How To Get Over A Relationship Breakup
A study published in the Journal of Experimental Psychology: General concluded that there are 3 ways to overcome the breakup. There were 24 participants, between 20 and 37 years old.
Regardless of whether they were the ones who ended the relationship or the ones who were abandoned, all participants were chosen because they said they were uncomfortable with the breakup on a questionnaire. The average duration of their relationship was 2.5 years.
The first strategy involves a negative reassessment of the ex-partner. The participants were asked to think about the things they did not like about their former lovers, for example, their annoying habits.
The idea is that the more you remember what you don’t like about your ex, the easier it will be to get over it. This proved to be effective, as the results show a decrease in feelings of love. However, this strategy also made the participants more unpleasant.
The reappraisal of loving feelings is the second strategy. Participants were presented with statements such as “It’s ok to love someone I’m no longer with,” They were instructed to read the statement repeatedly and silently and to try to believe it as it was displayed on the screen.
This method did not change loving or pleasant feelings. However, it still made them pay less attention to their ex, which means it’s better than doing nothing.
In the third strategy, called the distraction condition, the participants were asked about positive things that were not related to the breakup or the ex-partner, for example: “What is your favorite food? Why? “Just as distraction can help reduce your food craving, it may also help you get through the breakup.

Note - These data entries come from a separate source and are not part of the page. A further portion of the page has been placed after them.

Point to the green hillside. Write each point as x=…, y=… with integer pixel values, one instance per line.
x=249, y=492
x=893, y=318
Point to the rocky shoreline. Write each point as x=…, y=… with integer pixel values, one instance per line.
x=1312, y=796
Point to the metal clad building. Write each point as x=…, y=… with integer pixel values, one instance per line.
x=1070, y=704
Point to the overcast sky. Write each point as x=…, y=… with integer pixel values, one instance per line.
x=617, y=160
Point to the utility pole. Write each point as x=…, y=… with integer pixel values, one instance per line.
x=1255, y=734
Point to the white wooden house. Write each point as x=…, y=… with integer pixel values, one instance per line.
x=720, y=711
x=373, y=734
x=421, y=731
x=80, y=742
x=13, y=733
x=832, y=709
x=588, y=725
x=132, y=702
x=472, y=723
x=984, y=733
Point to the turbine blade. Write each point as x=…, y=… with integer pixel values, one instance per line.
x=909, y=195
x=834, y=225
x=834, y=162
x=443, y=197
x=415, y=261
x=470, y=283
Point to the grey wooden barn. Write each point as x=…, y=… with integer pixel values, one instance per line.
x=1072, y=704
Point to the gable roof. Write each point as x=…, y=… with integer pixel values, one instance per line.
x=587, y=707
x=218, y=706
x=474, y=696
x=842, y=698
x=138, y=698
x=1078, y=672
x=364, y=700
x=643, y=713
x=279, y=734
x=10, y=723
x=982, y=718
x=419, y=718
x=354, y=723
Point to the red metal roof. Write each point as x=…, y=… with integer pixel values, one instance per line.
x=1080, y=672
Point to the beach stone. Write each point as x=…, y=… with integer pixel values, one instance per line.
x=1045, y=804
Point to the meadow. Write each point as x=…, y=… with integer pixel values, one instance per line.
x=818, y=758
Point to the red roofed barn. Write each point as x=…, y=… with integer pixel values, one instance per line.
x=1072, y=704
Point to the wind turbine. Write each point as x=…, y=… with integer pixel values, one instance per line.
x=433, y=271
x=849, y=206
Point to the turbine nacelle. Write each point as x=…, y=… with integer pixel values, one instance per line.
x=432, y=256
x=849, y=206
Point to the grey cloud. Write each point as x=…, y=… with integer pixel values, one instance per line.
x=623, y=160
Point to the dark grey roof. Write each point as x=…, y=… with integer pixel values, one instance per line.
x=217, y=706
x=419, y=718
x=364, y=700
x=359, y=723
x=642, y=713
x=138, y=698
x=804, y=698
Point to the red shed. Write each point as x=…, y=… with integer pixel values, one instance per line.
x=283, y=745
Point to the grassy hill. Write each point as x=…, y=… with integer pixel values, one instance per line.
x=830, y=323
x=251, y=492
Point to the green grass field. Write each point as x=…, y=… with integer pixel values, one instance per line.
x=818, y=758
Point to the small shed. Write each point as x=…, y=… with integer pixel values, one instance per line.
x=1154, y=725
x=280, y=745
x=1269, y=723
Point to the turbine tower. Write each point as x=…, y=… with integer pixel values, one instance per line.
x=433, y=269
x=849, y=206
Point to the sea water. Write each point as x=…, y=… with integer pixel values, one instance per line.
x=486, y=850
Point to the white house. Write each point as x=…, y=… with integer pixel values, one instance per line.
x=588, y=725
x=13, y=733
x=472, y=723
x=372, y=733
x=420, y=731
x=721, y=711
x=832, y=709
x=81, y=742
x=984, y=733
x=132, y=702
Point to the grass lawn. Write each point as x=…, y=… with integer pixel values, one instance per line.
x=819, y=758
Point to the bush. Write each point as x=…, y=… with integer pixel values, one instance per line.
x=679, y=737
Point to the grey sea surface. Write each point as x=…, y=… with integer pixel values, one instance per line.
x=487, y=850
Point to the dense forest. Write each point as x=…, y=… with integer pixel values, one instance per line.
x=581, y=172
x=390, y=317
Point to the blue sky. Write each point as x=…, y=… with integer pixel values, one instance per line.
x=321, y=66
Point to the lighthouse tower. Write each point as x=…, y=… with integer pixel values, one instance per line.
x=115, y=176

It seems that this method has not reduced feelings of love. The good news is that it made people feel more pleasant.
Among the 3 strategies, thinking negative things about your ex was the most effective way to get over a breakup, while distraction is an effective way to feel more pleasant. As for the second strategy, instead of thinking about love, it might be more useful to think about negative emotions.
For example, instead of saying, “It’s ok to love someone, I’m no longer with,” we might say, “It’s normal to be sad after a breakup.” All 3 strategies helped participants pay less attention to the ex, which could make it easier to handle reminders about the ex.
These strategies can also be helpful for people who have suffered from unrequited love for someone with whom they have never been in a relationship. Or people trying to forget someone they shouldn’t be in love with, for example, someone who is abusive or someone other than their spouse.
Do you agree with the study that the best way to forget your ex is to think about what you don’t like about him? How did you get over an ex?